In the late 1980s, Warren Buffett asked the Securities & Exchange Commission (SEC) for special permission not to disclose his trades for a year, on the grounds that his reputation as an investor was so formidable that news of his new investment would move markets. The SEC obliged, and when Berkshire Hathaway shareholders showed up at their annual meeting in 1988, they had no idea that Buffett had bought 14 million shares of a company he was newly bullish on. There was only one clue as to what he had done. Instead of his customary Pepsi dosed with cherry syrup, he was swigging Coca-Cola.

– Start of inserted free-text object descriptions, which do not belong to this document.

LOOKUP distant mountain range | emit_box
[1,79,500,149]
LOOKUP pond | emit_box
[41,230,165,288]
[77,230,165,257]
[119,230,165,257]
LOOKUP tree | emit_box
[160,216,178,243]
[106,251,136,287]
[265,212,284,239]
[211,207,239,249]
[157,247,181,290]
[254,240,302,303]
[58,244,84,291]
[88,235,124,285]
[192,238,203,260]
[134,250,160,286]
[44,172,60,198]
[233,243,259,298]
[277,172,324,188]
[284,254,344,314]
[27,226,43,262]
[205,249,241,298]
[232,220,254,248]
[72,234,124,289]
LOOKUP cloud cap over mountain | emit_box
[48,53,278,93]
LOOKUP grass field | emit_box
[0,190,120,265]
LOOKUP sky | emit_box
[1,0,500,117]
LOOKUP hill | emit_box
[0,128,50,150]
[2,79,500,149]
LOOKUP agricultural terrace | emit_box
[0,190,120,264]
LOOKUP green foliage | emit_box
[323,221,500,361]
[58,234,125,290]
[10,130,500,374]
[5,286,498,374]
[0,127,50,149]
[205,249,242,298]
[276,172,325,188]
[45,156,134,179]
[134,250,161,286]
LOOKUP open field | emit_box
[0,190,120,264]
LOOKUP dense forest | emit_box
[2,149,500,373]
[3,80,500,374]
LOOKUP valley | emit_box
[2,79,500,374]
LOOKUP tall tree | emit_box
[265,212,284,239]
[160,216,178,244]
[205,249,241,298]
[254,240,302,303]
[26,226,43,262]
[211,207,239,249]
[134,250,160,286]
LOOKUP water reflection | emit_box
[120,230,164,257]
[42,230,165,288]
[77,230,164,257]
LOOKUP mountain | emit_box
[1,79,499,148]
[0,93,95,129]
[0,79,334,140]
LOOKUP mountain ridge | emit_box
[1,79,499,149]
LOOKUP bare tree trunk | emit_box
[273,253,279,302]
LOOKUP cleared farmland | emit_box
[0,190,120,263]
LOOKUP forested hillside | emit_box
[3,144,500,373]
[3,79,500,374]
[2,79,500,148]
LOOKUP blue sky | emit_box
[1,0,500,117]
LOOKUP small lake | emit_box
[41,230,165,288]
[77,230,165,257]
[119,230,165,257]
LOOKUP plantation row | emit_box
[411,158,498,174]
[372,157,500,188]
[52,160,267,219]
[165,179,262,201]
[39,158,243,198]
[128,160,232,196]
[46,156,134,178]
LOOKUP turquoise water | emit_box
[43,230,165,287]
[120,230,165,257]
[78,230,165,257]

For years, Buffett had had his eye on Coca-Cola (KO 0.43%), according to his biographer Alice Schroeder. But the stock had been too expensive for him to buy, until a pricing war with Pepsi dragged the stock down to $38 per share. Suddenly, Buffett was enticed to invest $600 million in the company, though he preferred to add to his position over the years rather than buy all at once. By the time he bought his last share in 1994, Berkshire would have exactly 400 million shares acquired at a cost of $1.3 billion.
Adjusting for stock splits, Buffett established his position at an average entry point of $3.25 per share. Not only has Coca-Cola's share price risen by more than 2,000% since, but Berkshire's position generates $816 million in dividend income each year. Not bad for an initial $1.3 billion position.
It's one of his greatest investments, but those gains, alas, are in the past. Buffett has never sold a single share of Coca-Cola, but since 1994 he hasn't bought an more, either. So, decades later, is Coca-Cola still a buy?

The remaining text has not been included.